I found Superbowl's case which was one of those who crossed 90% but did not hit the compulsory acquisition threshold.

Announcement for level of acceptances.
http://infopub.sgx.com/FileOpen/04Mar201...eID=284859

And because there was no compulsory acquisition, shareholders had to exercise their rights under 215(3). They were sent a form to fill up.
http://infopub.sgx.com/FileOpen/20140520...eID=298087

And then a final warning that if you don't send your form, you will be left with shares in a delisted company.
http://infopub.sgx.com/FileOpen/HiapHoeF...eID=300779

And the last announcement that the company will be delisted. Shareholders who did not exercise their rights will be sent a share certificate. Those who own it under a nominee account have to contact their nominee to get the share certificate.
http://infopub.sgx.com/FileOpen/SuperBow...eID=302819


Sorry for hijacking this thread!

A similar case for scenario 2 is "Sakari Resources Limited"

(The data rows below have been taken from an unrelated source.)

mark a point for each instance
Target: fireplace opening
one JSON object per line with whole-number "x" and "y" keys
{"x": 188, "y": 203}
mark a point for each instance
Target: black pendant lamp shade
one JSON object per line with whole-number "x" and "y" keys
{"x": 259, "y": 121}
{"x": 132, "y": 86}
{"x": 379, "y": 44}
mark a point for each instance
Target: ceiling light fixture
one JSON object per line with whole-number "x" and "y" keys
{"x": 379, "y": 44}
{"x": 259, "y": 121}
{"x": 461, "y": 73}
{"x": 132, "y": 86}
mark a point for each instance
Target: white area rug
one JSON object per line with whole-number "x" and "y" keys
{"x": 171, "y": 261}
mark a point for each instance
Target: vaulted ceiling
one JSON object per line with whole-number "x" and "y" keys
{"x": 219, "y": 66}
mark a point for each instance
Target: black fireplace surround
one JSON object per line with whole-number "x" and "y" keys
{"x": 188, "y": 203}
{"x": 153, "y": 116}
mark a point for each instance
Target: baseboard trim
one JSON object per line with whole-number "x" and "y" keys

http://www.sakariresources.com/wp-conten...mentV2.pdf
Research, research and research - Please do your own due diligence (DYODD) before you invest - Any reliance on my analysis is SOLELY at your own risk.
Reply
I suppose, technically speaking, in the outcome of a scenario 2 – it could still “evolve” into a scenario 1, subsequently - if sufficient non-accepting shareholders exercised their “rights”, under section 215(3) of the Companies Act, to "put" their shares to the Offeror – resulting in the compulsory threshold being reached.

Wondering if there was any case example on this?
Research, research and research - Please do your own due diligence (DYODD) before you invest - Any reliance on my analysis is SOLELY at your own risk.